昨年末の伊達直人名義の児童福祉施設への寄付から始まった(より正確に言えばその報道から)いわゆる「タイガーマスク運動(現象)」だが、流行のスピードに合わせて今では失速状態にある。しかし、昔ながらのメディアはようやく今頃になって胎動しているようで、おそらく旬は過ぎたと思うタイミングでの映画化はさておいて、書籍の分野においては今月に入ってから色々とタイガーマスク絡みのものが出版(再版)されている。それを大きめの書店で平積みしているのを見たが、私が書店にいた2~3時間(立ち読みにあらず。本を探していた時間)ではまったく動きがなかったようだ(定期的に補充していた可能性はある)。
その中の一冊を手にしてみた。

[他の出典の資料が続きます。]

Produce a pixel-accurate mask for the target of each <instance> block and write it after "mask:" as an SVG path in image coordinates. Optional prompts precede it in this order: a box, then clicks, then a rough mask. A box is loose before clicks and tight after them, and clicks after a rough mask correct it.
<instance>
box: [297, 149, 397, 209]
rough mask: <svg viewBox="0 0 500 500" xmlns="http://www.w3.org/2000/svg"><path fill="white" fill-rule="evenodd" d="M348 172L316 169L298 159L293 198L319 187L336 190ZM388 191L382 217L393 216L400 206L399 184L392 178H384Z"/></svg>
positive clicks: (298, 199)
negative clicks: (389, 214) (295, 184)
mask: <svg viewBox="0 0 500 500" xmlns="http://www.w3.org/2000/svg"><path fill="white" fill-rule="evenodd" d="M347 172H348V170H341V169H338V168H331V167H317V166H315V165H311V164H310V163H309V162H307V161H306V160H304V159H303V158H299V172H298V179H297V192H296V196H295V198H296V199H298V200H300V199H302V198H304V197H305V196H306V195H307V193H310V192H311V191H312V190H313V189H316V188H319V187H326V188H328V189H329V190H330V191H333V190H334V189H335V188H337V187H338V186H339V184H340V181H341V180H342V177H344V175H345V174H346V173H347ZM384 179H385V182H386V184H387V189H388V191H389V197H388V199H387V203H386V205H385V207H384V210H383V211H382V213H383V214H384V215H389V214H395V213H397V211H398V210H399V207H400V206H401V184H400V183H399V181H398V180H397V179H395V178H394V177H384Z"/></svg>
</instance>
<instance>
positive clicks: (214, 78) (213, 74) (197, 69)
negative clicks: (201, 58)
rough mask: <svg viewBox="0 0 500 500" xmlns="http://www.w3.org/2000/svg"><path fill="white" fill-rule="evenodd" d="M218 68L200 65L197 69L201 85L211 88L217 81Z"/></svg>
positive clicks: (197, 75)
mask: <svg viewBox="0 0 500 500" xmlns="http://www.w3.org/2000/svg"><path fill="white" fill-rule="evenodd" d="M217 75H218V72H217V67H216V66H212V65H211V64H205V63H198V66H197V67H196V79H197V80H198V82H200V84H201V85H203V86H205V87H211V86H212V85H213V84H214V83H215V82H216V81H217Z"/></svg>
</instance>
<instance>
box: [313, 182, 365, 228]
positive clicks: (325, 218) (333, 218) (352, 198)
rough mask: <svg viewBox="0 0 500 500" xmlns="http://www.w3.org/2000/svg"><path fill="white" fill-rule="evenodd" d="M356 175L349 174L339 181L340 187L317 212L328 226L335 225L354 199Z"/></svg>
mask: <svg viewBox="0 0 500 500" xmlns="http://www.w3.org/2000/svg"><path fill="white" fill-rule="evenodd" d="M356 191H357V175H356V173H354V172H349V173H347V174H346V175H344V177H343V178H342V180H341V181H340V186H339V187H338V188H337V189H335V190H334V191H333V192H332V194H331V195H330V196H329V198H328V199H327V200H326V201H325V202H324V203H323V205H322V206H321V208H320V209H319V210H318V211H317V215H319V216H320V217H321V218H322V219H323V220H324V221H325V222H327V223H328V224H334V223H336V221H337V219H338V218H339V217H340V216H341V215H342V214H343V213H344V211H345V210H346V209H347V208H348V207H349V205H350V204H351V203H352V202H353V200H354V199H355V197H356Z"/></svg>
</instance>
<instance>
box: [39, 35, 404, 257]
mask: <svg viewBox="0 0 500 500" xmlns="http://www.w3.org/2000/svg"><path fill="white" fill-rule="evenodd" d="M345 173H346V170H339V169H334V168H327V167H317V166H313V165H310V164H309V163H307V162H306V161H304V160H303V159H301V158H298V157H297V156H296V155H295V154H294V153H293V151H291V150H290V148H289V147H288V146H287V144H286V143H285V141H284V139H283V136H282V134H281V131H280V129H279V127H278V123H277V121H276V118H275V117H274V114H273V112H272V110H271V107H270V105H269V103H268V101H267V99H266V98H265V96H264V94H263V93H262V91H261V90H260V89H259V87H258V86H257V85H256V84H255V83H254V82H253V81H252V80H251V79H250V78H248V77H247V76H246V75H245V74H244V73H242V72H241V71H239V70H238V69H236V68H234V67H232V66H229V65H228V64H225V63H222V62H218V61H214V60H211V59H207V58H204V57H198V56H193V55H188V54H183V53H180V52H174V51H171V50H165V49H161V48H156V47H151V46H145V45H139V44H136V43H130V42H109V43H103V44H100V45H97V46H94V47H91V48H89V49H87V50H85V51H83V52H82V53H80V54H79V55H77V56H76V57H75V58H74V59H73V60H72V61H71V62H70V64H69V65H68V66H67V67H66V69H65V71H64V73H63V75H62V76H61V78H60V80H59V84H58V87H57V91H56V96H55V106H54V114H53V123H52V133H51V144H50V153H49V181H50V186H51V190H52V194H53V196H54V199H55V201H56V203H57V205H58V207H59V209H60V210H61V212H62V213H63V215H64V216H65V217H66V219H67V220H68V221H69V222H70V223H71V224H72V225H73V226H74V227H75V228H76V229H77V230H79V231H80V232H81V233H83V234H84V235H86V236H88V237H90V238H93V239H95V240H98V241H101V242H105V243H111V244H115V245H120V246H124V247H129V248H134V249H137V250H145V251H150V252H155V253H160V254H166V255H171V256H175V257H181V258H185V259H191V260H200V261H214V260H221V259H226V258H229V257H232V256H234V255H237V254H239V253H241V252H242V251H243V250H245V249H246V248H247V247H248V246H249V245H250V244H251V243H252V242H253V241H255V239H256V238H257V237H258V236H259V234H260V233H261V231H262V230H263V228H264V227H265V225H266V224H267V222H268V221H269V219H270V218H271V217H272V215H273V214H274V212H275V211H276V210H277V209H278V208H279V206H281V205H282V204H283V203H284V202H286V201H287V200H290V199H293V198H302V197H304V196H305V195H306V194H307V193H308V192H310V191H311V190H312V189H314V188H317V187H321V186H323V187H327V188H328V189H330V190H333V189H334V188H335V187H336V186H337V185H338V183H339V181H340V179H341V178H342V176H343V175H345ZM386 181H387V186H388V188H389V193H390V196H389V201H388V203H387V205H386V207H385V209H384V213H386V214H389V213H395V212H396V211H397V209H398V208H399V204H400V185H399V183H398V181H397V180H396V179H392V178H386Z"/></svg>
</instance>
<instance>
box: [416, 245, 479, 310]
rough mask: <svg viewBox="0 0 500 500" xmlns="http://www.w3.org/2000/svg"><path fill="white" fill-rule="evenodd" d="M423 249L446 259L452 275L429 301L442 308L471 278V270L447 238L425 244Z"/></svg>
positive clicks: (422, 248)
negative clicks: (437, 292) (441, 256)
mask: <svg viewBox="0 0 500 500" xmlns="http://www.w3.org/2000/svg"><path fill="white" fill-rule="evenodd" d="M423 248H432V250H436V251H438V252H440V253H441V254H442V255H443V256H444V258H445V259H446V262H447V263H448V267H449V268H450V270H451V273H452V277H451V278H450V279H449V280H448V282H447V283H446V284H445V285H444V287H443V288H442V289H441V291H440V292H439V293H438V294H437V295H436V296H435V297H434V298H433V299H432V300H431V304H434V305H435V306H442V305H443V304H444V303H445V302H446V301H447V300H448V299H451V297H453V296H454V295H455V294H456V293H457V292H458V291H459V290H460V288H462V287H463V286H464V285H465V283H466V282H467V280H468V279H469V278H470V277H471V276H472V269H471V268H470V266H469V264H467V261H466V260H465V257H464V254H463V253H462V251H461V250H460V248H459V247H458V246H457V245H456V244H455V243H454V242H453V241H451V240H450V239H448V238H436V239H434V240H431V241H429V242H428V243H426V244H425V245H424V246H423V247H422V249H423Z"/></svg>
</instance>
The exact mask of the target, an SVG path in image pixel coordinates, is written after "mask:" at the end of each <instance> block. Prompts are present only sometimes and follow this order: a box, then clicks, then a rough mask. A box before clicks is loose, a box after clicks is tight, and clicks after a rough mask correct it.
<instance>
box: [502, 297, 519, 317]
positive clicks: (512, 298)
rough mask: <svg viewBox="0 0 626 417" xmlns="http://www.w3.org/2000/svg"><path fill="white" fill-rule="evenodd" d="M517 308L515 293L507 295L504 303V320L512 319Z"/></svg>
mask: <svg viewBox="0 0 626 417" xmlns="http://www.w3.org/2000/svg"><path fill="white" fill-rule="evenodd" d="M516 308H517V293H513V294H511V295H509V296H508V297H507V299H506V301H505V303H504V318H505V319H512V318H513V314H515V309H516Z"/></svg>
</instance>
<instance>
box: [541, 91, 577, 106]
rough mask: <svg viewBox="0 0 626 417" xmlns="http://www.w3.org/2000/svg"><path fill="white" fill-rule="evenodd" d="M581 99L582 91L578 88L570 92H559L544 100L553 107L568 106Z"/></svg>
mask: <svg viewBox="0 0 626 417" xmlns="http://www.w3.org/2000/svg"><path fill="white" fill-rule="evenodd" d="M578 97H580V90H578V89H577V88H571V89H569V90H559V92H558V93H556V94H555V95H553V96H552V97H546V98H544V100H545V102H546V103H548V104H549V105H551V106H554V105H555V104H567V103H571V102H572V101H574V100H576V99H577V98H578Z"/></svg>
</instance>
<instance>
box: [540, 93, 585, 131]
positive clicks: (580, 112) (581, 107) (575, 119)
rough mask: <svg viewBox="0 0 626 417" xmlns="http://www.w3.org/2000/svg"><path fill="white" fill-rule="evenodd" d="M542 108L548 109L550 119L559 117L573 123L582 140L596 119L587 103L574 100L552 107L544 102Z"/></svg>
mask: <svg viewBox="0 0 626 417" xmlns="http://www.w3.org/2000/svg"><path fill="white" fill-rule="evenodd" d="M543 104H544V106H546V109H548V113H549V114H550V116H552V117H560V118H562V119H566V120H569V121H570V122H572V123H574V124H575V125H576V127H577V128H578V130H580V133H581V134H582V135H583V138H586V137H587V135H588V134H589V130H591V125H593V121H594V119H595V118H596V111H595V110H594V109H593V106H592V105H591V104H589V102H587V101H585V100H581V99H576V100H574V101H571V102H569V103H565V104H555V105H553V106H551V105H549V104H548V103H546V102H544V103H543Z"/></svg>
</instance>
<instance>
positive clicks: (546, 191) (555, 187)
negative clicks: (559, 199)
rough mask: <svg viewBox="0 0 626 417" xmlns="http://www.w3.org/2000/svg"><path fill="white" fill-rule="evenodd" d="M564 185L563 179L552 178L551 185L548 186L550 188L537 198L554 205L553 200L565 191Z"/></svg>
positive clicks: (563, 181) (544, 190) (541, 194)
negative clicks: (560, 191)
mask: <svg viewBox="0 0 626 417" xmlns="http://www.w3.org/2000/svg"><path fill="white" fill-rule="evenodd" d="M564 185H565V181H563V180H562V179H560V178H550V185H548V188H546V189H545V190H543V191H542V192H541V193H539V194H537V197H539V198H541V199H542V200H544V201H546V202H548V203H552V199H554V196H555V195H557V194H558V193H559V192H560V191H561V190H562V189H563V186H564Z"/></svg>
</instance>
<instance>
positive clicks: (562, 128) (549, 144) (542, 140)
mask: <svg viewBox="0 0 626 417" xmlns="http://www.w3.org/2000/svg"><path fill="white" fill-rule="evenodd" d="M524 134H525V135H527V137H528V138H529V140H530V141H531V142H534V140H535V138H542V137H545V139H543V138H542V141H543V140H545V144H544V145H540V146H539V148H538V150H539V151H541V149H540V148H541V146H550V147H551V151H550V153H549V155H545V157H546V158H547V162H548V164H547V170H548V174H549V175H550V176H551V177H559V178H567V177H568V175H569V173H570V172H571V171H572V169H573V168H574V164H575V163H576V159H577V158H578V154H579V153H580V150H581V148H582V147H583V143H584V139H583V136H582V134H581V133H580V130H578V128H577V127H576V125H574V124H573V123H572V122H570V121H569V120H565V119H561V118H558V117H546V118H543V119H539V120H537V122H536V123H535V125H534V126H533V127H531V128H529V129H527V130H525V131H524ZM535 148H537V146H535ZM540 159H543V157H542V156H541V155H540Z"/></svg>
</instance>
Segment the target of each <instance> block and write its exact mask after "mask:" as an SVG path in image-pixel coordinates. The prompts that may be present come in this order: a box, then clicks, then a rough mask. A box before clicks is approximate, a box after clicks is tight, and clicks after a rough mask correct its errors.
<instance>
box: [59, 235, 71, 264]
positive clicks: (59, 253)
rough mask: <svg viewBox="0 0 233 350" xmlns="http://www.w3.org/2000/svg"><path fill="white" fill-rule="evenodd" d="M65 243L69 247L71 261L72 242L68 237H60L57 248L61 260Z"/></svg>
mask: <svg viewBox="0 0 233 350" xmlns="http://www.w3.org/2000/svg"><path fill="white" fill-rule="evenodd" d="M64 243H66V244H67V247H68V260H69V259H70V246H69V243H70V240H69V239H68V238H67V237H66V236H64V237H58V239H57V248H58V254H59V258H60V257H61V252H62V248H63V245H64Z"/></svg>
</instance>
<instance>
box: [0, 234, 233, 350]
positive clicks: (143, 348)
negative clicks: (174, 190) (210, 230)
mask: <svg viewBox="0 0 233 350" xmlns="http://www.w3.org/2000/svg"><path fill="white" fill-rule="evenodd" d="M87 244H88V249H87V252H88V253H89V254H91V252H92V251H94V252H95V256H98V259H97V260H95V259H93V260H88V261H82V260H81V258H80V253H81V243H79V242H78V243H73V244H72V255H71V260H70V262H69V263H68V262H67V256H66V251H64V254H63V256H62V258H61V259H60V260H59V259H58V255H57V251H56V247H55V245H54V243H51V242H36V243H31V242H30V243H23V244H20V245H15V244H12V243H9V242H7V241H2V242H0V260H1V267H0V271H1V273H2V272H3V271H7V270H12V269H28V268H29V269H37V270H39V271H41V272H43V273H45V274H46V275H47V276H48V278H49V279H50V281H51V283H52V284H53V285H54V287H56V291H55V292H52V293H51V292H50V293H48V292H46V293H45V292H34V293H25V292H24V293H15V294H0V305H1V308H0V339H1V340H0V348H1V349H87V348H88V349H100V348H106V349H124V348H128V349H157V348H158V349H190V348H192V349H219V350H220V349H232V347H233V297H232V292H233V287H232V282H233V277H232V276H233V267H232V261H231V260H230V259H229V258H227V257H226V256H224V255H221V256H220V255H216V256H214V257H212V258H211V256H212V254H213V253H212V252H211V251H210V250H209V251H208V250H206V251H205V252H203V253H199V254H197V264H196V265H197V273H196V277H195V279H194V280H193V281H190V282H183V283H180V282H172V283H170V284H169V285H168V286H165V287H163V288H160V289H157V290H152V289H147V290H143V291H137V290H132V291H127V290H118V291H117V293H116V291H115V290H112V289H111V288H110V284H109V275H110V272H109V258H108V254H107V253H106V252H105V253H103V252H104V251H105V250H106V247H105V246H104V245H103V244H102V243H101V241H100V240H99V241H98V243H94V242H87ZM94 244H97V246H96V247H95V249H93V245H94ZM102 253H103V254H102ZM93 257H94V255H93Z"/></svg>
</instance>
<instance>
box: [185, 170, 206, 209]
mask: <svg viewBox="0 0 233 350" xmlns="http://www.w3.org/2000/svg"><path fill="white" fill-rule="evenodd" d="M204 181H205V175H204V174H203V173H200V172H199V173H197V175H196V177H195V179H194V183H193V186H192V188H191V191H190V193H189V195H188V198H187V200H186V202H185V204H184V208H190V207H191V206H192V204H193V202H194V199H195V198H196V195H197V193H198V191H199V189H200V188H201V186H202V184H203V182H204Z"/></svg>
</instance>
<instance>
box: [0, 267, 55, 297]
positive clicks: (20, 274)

正式な書名は忘れたが、今世紀に入ってから登場したもので、プレイバック式(当時の熱気ではなく、あの頃はこんなだった的非当事者からの冷めた目線・スタンス)の記述ではあるものの、全話のあらすじや名場面、登場人物を網羅しているだけでなく、当時のキャスト、スタッフへの思い出話を挟んでいるところなどは好感が持てるムックである。奥付を見れば、今年に入ってからの再版で、タイガーマスク運動の成果物の一つであることが確認できた。だが、わざわざこれを買おうとは思わない。
また、私的には常識だが、まんがとアニメは別物であることもあまり認識されていないようである。私は世代的にアニメ派(しかも再放送)だが、原作(まんが)派も当然おられるだろう。原作をすべて読んだことはないが、最終話だけはコミックスで見たことがあり、子供心に伊達直人の死は衝撃的だった。一方、アニメの方は虎の穴の真のボスであるタイガー・ザ・グレート(グレイトではない)との文字通り死闘を経て、羽田空港から海外へ旅立っていく(現実逃避)という話。こちらも衝撃的ではあったが、アニメとまんが(原作)の違いについての衝撃の方がはるかに大きかった。
(下は、タイガー・ザ・グレート。彼はマスクだけでなく全身タイツ状態。これはレスラーとしては高齢だったことによるのだろう。)
とまぁ思い出話はこのくらいにして、私がこのことで感じたことはネットのスピードに既存メディアがついてこれないのはこういうところかも明らかだなぁということ。たぶん、出版関係者としては、これでも一所懸命早い対応だったのだろうが、それでも約1か月はかかってしまう。もっと早い雑誌や新聞でもネットのスピードにはついていけないのだから、流行を追うような速報性的なものは向いていないわけで、こういう時代になってからの対応はますます厳しさを増すだろうと思いつつ、今回はここまで。